Religious bigotry and xenophobia came handy for proponents of “free market,” in order to mask the real socioeconomic issues, and tilting the economy away from its socialist orientation at both sides of the LOC, which fructified in the so-called economic reforms.

Pulwama, Balakot And A Cloudy Weather Again

Fast forward 2019.

Terror struck in Pulwama of Kashmir again, when the Indian democracy was gearing up to perform its most sacred duty of choosing the central government for the coming five years, as the previously elected government was about to complete its term. Forty people, soldiers, were martyred in the attack. JeM, a terrorist outfit operating from Pakistan claimed responsibility. The entire nation across party affiliations, social strata, and religious denominations burned with rage asking the government to teach the perpetrators a lesson.

The Indian Air Force in a bold action struck at a facility of the JeM terror training at Balakot in Pakistan, with a calculated, limited, and precise force; killing only the inmates of that facility, not harming any Pakistani civilian or even a military person. The entire action was jubilantly backed by the nation when the news broke in the morning. Pakistanis tried to retaliate in a goofed-up action and were chased right back into their homeland.

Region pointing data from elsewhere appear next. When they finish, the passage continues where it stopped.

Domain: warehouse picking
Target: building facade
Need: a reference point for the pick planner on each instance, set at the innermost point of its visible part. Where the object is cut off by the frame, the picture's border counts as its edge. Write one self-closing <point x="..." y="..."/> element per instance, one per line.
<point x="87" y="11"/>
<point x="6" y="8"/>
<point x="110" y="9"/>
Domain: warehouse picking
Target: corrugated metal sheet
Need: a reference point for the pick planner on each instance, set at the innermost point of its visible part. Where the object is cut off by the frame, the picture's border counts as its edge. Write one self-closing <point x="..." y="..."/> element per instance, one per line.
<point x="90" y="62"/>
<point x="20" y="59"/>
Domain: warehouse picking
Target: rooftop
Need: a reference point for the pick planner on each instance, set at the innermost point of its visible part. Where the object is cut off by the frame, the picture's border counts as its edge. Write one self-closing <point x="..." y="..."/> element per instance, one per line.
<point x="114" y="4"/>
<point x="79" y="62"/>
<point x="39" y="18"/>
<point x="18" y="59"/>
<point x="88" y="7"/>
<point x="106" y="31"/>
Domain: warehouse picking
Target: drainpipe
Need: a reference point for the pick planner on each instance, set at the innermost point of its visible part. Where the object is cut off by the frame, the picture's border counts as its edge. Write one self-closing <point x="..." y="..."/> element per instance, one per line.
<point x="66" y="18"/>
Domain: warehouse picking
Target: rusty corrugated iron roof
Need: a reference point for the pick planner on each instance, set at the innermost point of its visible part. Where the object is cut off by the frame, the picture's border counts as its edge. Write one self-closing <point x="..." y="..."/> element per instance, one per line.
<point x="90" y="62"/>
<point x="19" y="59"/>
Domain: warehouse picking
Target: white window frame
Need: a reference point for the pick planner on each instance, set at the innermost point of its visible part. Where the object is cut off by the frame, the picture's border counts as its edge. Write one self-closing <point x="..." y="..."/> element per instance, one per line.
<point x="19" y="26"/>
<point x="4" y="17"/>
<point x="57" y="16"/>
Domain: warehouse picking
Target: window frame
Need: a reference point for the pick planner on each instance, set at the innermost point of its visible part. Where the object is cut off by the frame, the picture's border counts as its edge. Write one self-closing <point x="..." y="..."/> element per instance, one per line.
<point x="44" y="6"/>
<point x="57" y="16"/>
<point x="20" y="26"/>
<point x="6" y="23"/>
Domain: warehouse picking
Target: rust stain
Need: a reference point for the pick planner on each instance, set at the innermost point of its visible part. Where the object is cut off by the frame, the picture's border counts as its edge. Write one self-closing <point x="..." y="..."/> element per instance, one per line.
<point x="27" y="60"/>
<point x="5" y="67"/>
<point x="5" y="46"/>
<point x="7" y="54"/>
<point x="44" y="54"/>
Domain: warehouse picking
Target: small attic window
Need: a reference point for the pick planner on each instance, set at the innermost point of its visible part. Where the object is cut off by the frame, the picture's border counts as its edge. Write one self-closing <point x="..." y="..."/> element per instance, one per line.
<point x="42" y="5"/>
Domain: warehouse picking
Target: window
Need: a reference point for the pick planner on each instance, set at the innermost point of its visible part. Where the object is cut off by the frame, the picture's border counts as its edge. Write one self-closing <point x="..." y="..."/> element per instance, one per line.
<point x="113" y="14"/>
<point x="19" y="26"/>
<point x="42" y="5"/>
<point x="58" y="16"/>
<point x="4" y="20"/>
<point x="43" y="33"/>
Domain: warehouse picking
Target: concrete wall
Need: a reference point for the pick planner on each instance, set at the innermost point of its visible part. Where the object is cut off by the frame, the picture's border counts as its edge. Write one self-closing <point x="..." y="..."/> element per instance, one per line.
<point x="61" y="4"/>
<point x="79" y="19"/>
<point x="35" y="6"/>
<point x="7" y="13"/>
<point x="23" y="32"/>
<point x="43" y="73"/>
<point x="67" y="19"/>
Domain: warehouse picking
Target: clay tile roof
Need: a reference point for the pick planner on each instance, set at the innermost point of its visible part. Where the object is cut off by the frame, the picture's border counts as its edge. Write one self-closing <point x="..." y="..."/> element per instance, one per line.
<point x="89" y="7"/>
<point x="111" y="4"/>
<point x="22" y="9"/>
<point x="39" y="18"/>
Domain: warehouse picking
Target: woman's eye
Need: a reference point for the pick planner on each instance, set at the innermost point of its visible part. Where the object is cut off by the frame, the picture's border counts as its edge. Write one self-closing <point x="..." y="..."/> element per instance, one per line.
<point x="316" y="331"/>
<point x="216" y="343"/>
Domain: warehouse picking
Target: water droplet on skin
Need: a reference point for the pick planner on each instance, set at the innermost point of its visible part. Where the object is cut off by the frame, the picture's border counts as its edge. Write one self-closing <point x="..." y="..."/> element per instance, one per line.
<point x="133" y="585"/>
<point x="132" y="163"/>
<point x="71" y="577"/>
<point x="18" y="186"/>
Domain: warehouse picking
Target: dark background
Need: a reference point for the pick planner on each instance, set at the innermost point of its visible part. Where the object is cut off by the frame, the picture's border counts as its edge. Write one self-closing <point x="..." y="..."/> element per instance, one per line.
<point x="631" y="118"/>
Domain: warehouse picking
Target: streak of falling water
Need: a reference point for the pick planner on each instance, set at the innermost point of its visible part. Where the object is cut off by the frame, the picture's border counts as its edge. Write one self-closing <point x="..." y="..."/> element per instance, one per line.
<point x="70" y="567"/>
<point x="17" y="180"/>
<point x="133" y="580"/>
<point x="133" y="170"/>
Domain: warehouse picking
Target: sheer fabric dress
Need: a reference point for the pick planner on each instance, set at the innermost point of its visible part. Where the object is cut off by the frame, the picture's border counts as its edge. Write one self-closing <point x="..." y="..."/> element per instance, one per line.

Only a few days later, the Hon’ble PM of India Mr. Modi came out in public, that on the night of the strike when review meetings were going on, the Air Force experts said that the weather had become cloudy and suggested that the operation be called off for some later date, but the Hon’ble PM told them that the cloudy weather, in fact, gave an advantage to our jets of remaining concealed behind the clouds from the enemy radars, and thus, the strike be carried out on that night itself, and so was it done.

Leaving the uproar at the social media about the ability of radars to see through clouds that followed aside, I found that perhaps the cloudy weather does not affect radar, but it does affect weapons. Perhaps it was the weather which prevented the Air Force from taking footage of the hit target on that night. The PM though might be justified in his hurry on account of concerns of secrecy compromise in case of a delay.

This news, however, compels one to wonder about the way the two prime ministers of India took expert military advice; one in 1971 and the other in 2019, respectively.

One also wonders what was the hurry to disclose the details, claiming a personal boldness and sagacity within a few days?

Was the Hon’ble PM trying to benefit in the elections from the excitement of public sentiments, much like the Pakistani rulers do?

Interestingly, Pakistani Prime Minister Imran Khan thinks there may be a better chance of peace talks with India if Prime Minister Narendra Modi wins the general election.